Bad as these are, they are as nothing to the resources in store when the object is to assail the reputation and blacken the character; to hold up some poor fellow-man – frail and erring as he may be – to everlasting shame, and mark him with ignominy forever. Alas for the best and purest! what an alloy of meanness and littleness, what vanity and self-seeking mingle with their very noblest and highest efforts. What need, then, to overwhelm the guilty with more than his guilt, and quote the “Heart” in the indictment as well as the Crime? No, no; if the best be not all good, believe me the worst are not all and hopelessly depraved. I have a right to speak of these things, as one who has felt them.

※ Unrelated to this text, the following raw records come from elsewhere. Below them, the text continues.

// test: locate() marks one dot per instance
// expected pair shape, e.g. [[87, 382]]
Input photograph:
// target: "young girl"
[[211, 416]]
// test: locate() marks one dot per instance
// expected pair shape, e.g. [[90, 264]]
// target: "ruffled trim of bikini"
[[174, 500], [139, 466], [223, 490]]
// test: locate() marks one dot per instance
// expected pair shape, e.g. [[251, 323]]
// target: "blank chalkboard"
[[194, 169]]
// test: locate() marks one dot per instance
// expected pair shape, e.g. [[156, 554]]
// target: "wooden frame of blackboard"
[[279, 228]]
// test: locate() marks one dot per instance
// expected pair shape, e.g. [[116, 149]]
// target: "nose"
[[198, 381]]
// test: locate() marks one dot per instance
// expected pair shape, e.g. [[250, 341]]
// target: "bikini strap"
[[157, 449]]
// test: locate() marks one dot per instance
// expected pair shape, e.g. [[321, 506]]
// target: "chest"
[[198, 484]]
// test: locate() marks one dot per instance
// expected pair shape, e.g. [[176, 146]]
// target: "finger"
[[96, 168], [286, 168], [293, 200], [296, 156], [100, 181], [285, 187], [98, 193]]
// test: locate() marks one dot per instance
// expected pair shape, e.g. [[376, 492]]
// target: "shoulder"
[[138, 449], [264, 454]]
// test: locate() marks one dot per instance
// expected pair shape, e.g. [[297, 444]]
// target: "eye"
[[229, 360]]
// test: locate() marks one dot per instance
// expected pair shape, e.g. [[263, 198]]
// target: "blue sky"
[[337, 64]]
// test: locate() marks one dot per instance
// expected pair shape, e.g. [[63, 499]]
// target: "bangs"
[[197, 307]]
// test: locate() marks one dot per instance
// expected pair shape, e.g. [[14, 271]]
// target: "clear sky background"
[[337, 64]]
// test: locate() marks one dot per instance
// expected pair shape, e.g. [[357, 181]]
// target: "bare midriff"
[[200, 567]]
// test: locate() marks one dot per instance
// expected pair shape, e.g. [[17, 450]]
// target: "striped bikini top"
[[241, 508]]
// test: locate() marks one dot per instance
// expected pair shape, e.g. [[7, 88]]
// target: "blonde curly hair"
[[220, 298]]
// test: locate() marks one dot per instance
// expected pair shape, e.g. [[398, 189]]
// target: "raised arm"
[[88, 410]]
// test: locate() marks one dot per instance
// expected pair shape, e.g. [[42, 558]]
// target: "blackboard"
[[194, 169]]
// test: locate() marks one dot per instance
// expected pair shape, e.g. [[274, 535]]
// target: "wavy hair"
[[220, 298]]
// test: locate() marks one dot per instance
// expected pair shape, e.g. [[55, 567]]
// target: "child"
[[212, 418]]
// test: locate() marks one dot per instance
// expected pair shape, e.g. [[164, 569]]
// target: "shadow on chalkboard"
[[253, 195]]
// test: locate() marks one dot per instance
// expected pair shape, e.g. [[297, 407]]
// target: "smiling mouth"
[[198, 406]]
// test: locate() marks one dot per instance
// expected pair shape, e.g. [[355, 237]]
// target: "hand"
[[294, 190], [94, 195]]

For eight hours and more I listened to such a character of myself as made me sick, to very loathing, at my own identity; I heard a man in a great assembly denounce me as one of the most corrupt and infamous of mankind! I felt the eyes that were turned towards me, I almost thought I overheard the muttered reprobation that surrounded me. A number of the incidents of my changeful life – how learned I know not – were related with every exaggeration and every perversion that malice could invest them with. For a while, a sense of guiltlessness supported me; I knew many of the accusations to be false, others grossly overstated. The scenes in which I was often depicted as an actor had either no existence, or were falsehoods based upon some small germ of truth; and yet I heard them detailed with a semblance of reality, and a degree of coherence as to time and place, that smote me with very terror, since, though I might deny, I could not disprove them.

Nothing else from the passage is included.